The dataset we’ll work with contains health statistics from 768 people belonging to the Pima Native American ethnic group. Our objective is to model the effect of an individual’s plasma glucose level on whether that individual contracts diabetes. The above scatterplot shows the plasma glucose levels of individuals with and without diabetes. At a glance, we can see that some relationship exists, where higher levels of plasma glucose are indicative of having diabetes. Note that while the x-axis is numeric in the scatterplot, the y-axis is categorical. This means we’ll need to apply a transformation before we can encode this relationship numerically.
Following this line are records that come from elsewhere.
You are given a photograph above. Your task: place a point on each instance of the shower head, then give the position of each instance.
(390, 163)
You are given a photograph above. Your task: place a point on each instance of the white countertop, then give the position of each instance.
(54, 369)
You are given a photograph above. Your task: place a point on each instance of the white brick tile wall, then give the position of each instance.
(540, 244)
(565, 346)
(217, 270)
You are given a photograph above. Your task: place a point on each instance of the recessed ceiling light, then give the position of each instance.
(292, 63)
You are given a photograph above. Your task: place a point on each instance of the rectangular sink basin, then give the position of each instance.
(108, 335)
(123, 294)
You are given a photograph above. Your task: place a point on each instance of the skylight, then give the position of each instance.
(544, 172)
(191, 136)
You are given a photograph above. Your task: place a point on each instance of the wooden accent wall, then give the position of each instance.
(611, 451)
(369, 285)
Rather than relating glucose levels directly to true/false values, we model the probability of diabetes as a function of plasma glucose. Speaking in terms of probability is appropriate because, as we can see in the above graph, there is no clear-cut threshold on plasma glucose beyond which we can say a person will have diabetes. Most individuals with plasma glucose below 80 mmol/L do not have diabetes, while most with levels above 180 mmol/L have diabetes. Within that range however, there is a significant amount of overlap. We need a way to express this interval of fuzziness flanked by two zones of certainty. For this purpose, we’ll use a function called the logistic function.


In this single-predictor example, our regression function is characterized by only two parameters: the slope of the transition and where the transition point is located along the x-axis. Fitting a logistic regression is simply learning the values of these parameters. The ability to encapsulate the model in only two numbers is one of the main selling points of logistic regression. Check out these slides from the Valencian Summer School in Machine Learning 2016 for more details and examples.
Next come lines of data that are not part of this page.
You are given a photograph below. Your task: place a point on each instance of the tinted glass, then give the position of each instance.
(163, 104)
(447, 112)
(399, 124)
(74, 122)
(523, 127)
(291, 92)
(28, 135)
Having said that, in this first post we won’t go too deep into Logistic Regression. Sometimes simplicity is the key to understand the basic concepts:

  • The aim of a Logistic Regression is to model the probability of an event that occurs depending on the values of the independent variables.
  • A Logistic Regression estimates the probability that an event occurs for a randomly selected observation versus the probability of this event not occurring at all.
  • A Logistic Regression classifies observations by estimating the probability that an observation is in a particular category.
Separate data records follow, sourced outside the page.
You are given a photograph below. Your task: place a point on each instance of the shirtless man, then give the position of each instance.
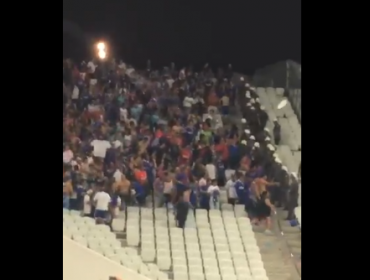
(123, 188)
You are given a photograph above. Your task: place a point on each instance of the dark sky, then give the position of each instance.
(249, 34)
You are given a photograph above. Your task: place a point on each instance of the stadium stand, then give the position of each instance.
(216, 244)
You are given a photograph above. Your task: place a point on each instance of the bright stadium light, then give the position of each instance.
(101, 46)
(101, 50)
(102, 54)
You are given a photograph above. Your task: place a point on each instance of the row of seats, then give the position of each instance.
(289, 150)
(100, 239)
(290, 127)
(221, 245)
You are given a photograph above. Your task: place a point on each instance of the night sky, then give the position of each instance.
(249, 34)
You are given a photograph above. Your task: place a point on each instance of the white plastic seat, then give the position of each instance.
(212, 276)
(196, 276)
(180, 276)
(148, 255)
(163, 262)
(180, 269)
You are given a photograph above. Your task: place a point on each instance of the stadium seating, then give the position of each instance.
(100, 239)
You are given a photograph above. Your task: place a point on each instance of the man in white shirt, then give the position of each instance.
(214, 195)
(75, 93)
(67, 155)
(230, 190)
(91, 66)
(102, 200)
(100, 147)
(117, 175)
(87, 204)
(211, 171)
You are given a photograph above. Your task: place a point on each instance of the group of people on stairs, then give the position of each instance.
(169, 138)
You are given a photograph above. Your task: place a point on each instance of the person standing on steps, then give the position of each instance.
(277, 132)
(182, 208)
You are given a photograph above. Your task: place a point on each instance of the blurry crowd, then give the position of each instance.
(168, 138)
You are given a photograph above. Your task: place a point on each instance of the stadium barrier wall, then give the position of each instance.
(80, 262)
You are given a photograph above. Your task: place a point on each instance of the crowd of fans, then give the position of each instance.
(169, 138)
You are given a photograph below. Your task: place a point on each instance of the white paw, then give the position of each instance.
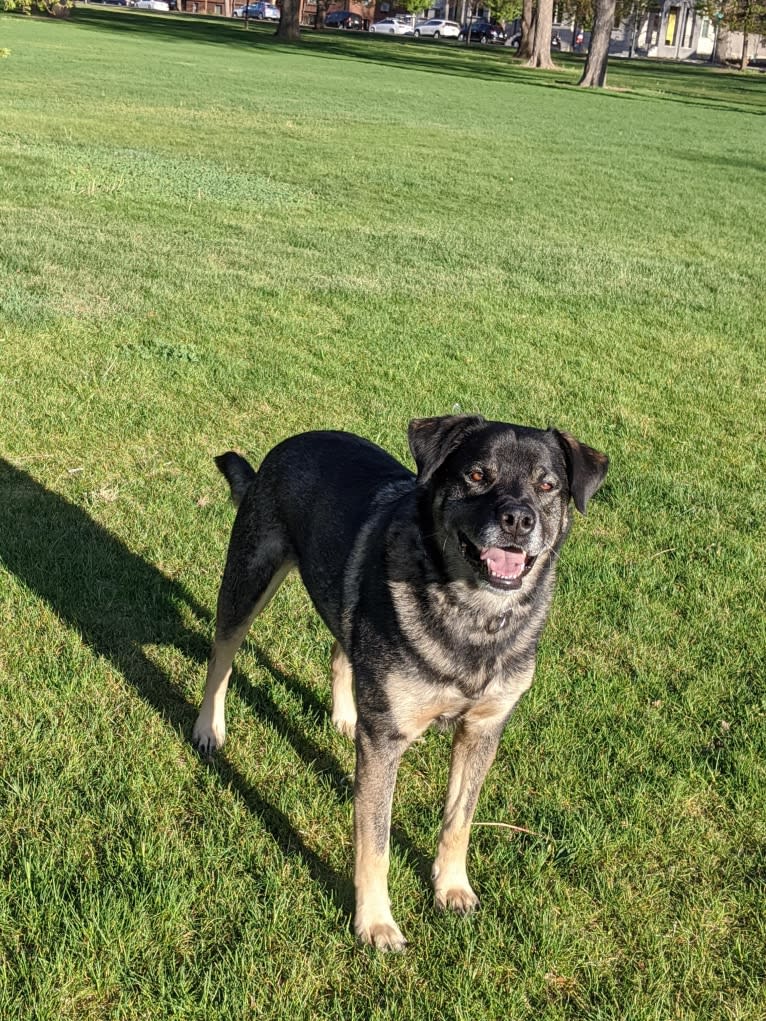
(383, 935)
(459, 898)
(207, 738)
These videos from Brandon Foltz offer a deeper dive into the essence of Logistic Regression:


Want to know more about Logistic Regression?

Don’t miss our next posts, and of course, join our free live webinar next Wednesday, September 28, 2016 at 10:00AM US Pacific Time (Portland, Oregon / GMT -08:00) / 7:00 PM CET (Valencia, Spain. GMT +02:00). Register now as space is limited!

BigML Summer 2016 Release and Webinar: Logistic Regression and more!

BigML’s Summer 2016 Release is here! Join us on Wednesday, September 28, 2016 at 10:00AM US Pacific Time (Portland, Oregon / GMT -08:00) / 7:00 PM CET (Valencia, Spain. GMT +02:00) for a FREE live webinar to learn about the newest version of BigML. We’ll be diving into Logistic Regression, one of the most popular supervised Machine Learning methods for solving classification problems.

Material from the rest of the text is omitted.